I love pesto. The nuttiness from the pine nuts and walnuts and the parmesan cheese with the herbaciousness and earthiness from the basil and the slight acidity from the lemon juice (and it also helps the pesto from browning). The chicken adds some substance to the meal and the tomatoes add freshness, making it a light yet hearty meal.
I created this dish because I am completely addicted to my roasted butterflied chicken, can’t get enough of homemade pasta, and was craving pesto. If you are in a time crunch, feel free to substitute your favorite pasta and a rotisserie chicken. The pesto is super fast to make, you’ll be surprised. And you definitely won’t be disappointed.
- 3-4 C. fresh basil
- 2 cloves garlic
- 1/4 C. pine nuts, toasted
- 1/4 C. walnuts, toasted
- juice from 1/2 a lemon
- 2/3 C. extra virgin olive oil
- kosher salt and black pepper to taste
- 1/2 C. freshly grated parmesan cheese
Pulse nuts in food processor until finely chopped. Add basil, garlic and lemon juice and pulse until coarse.

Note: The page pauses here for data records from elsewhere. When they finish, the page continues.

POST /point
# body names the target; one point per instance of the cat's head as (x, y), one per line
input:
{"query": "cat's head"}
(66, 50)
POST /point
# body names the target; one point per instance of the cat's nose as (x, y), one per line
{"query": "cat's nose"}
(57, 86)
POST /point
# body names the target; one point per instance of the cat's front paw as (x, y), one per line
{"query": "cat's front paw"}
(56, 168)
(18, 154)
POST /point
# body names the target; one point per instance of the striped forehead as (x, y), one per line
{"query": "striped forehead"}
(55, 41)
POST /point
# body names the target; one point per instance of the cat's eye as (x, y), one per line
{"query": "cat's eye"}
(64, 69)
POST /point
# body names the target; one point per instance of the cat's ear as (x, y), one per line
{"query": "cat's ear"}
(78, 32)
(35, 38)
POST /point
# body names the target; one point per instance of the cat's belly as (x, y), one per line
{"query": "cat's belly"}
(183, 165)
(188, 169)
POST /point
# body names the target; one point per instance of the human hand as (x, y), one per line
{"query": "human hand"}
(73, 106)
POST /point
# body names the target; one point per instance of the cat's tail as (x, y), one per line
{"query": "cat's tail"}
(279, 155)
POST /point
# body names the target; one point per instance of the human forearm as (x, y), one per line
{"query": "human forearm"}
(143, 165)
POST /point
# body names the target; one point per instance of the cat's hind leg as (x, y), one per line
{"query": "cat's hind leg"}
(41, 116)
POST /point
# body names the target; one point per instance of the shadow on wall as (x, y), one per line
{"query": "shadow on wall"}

Slowly stream in olive oil until full incorporated and smooth. Add salt and pepper, combine. Add cheese last (otherwise the heat from the blades will melt the cheese and you’ll get a globby mess) and taste for seasoning, adjust as necessary.
- 1 lb. of your favorite pasta (I used my fresh linguini with semolina recipe)
- 1 roasted chicken, shredded (I used my roasted, butterflied chicken recipe)
- 1 package of cherry tomatoes, halved
Cook pasta as directed, reserve cooking liquid. Toss pasta with pesto. Add chicken and tomatoes and combine. Devour.